1.3 Das Bundesgericht legt seinem Urteil den Sachverhalt zu Grunde, den die Vorinstanz festgestellt hat (Art. 105 Abs. 1 BGG). Die vorinstanzliche Sachverhaltsfeststellung kann nur gerügt werden, wenn sie offensichtlich unrichtig ist oder auf einer Rechtsverletzung im Sinne von Art. 95 BGG beruht und wenn die Behebung des Mangels für den Ausgang des Verfahrens entscheidend sein kann (Art. 97 Abs. 1 BGG; Art. 105 Abs. 2 BGG). Offensichtlich unrichtig im Sinne von Art. 97 Abs. 1 BGG ist die Sachverhaltsfeststellung, wenn sie willkürlich ist (BGE 137 III 226 E. 4.2 mit Hinweisen; zum Begriff der Willkür BGE 138 I 49 E. 7.1; 136 III 552 E. 4.2; je mit Hinweisen).

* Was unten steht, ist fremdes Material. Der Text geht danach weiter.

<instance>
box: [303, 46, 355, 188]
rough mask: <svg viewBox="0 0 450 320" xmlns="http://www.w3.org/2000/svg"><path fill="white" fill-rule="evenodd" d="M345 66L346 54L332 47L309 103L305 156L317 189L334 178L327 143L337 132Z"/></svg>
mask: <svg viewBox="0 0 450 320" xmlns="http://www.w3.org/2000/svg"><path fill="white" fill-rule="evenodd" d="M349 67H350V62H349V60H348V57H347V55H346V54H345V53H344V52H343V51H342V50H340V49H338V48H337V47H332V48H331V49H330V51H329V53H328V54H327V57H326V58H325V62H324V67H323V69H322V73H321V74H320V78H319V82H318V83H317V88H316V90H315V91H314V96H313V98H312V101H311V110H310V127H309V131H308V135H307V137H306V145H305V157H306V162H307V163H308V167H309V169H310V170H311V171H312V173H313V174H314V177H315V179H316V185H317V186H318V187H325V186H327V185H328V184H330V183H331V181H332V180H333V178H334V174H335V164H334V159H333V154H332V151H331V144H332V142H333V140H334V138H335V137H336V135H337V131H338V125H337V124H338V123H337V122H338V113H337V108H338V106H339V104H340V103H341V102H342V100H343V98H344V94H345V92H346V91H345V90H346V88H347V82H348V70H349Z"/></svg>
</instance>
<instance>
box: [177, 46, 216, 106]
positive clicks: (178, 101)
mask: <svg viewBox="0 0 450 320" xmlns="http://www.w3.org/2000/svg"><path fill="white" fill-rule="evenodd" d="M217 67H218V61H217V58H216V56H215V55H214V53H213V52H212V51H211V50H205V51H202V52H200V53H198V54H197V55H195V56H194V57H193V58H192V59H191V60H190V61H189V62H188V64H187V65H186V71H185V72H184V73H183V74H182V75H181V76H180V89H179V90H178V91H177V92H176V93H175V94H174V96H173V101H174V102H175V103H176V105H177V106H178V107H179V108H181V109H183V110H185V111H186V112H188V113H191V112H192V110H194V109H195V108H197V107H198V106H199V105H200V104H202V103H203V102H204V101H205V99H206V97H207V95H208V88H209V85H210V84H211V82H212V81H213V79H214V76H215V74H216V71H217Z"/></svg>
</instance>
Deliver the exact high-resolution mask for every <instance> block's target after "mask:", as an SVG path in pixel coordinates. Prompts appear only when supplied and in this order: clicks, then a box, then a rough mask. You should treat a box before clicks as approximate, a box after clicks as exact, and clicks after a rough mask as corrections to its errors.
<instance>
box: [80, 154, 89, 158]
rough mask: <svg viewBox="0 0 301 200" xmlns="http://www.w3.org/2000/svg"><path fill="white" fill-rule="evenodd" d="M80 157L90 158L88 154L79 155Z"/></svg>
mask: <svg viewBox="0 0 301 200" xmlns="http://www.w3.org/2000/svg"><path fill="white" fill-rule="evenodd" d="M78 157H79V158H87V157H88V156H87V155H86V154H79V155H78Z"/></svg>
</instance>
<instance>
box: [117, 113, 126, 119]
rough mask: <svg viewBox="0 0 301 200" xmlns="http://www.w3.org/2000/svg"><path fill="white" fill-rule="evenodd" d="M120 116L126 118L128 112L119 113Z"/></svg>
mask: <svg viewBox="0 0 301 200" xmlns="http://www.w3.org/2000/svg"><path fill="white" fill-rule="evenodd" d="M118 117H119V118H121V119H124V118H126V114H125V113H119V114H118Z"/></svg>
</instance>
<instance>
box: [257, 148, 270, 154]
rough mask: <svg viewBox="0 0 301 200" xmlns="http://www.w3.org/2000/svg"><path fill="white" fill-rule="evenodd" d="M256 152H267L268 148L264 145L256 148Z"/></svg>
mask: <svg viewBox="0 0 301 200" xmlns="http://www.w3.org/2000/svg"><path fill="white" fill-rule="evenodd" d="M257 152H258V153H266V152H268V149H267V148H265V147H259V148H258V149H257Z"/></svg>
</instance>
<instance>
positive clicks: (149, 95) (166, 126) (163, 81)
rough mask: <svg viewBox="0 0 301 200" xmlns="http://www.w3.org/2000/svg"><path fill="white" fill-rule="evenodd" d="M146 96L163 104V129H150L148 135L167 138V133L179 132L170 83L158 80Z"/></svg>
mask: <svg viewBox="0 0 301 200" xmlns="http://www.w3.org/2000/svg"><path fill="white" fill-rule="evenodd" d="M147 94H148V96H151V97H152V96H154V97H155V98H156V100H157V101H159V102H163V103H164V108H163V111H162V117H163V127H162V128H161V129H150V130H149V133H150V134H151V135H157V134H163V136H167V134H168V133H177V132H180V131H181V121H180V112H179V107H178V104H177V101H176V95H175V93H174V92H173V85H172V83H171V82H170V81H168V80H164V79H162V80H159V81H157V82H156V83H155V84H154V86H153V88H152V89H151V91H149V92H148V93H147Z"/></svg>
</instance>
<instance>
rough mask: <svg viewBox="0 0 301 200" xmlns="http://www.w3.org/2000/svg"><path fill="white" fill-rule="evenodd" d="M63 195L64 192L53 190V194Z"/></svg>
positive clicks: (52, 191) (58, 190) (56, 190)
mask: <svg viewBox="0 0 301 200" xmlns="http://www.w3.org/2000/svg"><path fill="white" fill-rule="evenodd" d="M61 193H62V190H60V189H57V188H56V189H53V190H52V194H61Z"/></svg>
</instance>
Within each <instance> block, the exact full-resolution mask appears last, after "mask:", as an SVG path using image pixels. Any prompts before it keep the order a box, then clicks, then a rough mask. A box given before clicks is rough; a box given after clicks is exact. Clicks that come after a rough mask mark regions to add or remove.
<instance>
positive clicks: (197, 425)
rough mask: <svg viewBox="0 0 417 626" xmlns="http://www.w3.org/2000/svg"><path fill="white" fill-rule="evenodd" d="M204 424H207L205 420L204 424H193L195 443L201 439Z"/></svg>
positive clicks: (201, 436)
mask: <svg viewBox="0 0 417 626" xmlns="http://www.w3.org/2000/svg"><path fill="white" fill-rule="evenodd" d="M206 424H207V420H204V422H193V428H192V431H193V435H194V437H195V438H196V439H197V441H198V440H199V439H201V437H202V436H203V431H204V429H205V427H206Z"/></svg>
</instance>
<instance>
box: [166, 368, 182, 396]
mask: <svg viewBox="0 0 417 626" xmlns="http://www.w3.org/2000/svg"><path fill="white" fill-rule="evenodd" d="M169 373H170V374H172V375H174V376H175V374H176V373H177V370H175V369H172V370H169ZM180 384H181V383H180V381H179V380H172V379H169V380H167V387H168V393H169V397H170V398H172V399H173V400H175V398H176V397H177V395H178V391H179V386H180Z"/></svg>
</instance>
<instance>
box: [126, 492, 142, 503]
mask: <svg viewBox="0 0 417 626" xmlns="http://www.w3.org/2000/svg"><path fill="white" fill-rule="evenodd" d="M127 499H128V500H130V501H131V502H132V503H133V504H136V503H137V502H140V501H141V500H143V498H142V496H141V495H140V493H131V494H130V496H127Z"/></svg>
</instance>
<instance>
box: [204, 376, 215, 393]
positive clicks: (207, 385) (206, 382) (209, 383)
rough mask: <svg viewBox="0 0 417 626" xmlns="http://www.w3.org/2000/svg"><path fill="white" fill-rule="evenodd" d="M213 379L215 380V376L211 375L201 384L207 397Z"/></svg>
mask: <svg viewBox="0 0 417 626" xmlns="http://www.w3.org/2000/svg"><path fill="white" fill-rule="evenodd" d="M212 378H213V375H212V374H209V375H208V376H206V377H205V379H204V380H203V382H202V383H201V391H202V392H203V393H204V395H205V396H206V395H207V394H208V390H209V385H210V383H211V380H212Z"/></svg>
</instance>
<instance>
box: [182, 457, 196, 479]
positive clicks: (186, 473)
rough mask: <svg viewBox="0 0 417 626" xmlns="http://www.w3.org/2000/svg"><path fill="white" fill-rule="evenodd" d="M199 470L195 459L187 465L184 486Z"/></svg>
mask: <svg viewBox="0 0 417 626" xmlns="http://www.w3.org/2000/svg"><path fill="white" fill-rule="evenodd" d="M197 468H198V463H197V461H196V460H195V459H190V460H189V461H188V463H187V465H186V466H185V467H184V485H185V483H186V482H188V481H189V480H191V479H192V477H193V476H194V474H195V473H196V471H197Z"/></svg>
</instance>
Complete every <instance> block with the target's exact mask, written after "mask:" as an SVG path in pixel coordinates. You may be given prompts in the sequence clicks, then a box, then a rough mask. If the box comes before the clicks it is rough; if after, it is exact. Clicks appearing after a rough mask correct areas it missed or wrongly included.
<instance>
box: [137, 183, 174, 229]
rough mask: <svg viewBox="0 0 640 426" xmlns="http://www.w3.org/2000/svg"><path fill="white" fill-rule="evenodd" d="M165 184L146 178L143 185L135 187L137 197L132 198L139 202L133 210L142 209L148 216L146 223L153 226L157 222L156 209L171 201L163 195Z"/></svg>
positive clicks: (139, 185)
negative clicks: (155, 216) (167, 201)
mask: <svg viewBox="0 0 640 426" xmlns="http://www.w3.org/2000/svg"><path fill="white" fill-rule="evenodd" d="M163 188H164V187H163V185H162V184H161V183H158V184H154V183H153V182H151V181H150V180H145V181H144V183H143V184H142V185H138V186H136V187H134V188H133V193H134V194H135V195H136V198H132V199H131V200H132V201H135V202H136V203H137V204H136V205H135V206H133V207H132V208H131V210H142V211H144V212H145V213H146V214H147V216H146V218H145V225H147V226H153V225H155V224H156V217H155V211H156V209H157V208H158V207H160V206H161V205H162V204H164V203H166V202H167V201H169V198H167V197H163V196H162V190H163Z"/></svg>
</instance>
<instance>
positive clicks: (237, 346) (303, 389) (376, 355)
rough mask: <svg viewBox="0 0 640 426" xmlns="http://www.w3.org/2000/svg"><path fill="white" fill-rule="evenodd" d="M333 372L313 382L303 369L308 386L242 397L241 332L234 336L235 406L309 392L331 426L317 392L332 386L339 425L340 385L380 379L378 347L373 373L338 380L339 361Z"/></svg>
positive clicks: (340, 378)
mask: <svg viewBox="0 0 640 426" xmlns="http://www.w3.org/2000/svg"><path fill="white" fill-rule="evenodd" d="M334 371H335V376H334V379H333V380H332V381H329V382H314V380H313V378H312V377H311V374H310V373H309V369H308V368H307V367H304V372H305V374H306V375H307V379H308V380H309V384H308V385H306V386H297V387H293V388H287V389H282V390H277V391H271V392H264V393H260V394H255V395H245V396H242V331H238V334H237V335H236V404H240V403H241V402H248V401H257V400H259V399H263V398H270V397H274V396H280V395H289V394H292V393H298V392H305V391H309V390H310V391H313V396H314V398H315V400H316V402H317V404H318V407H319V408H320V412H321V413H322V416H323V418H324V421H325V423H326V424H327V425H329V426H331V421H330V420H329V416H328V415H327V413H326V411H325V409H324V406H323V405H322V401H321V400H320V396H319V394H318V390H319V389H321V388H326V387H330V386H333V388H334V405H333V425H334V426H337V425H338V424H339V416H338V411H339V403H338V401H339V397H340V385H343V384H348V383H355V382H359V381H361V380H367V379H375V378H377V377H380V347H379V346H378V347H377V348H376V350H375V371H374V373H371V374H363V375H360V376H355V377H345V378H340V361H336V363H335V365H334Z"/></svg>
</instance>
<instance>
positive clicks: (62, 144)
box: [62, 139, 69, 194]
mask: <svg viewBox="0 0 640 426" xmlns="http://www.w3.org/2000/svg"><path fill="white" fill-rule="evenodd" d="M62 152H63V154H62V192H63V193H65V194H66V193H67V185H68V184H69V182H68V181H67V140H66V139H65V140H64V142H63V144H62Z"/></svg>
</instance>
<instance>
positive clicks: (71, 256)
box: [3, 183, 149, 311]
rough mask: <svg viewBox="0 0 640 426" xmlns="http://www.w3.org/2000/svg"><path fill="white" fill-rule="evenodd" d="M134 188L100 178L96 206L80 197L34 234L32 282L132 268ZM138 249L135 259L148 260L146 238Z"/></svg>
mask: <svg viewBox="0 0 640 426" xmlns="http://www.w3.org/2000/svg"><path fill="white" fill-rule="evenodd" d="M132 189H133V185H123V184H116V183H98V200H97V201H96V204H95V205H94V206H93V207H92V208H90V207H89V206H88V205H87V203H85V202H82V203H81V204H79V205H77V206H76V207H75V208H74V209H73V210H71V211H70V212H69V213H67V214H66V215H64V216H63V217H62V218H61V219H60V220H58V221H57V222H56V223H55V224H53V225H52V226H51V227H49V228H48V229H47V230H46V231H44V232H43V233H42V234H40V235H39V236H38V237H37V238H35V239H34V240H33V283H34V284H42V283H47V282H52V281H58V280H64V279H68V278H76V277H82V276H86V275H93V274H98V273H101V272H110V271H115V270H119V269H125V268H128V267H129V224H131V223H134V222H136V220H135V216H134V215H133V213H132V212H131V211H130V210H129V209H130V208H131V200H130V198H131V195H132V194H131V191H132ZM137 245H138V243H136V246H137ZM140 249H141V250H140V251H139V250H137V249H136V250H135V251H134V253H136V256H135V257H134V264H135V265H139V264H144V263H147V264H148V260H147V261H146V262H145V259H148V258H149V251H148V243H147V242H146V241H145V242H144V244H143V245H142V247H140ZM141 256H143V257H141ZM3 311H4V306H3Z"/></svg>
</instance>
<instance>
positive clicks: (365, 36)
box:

Eine entsprechende Rüge muss klar und substantiiert begründet werden (Art. 42 Abs. 2 und Art. 106 Abs. 2 BGG; BGE 137 IV 1 E. 4.2.3; 136 I 65 E. 1.3.1; je mit Hinweisen).
1.4 Der Beschwerdeführer vermag keine Willkür an den vorinstanzlichen Sachverhaltsfeststellungen darzutun. Er zeigt nicht auf, dass die Ergebnisse der Radarmessung offensichtlich unrichtig waren. Die gerügten Abweichungen der verschiedenen Eichdaten treffen zwar zu, ändern aber nichts an der unbestrittenen Tatsache, dass die verwendeten Messgeräte im Tatzeitpunkt gültig geeicht waren.
2.
2.1 Der Beschwerdeführer macht geltend, die Vorinstanz habe den Sachverhalt unrichtig festgestellt, indem sie auf eine Fotodokumentation des fraglichen Strassenabschnitts vom Herbst 2009 abstelle, obwohl die Signalisation im Zeitpunkt der Geschwindigkeitsmessung erst ab dem 4. Januar 2010 gültig gewesen sei. Es sei nicht erwiesen, dass das Signal "Höchstgeschwindigkeit 80 km/h" im Messzeitpunkt bei km 149.350 gestanden habe. Es sei vielmehr davon auszugehen, dass dieses nach wie vor bei km 149.300 angebracht gewesen sei (Beschwerde, S. 10 ff.).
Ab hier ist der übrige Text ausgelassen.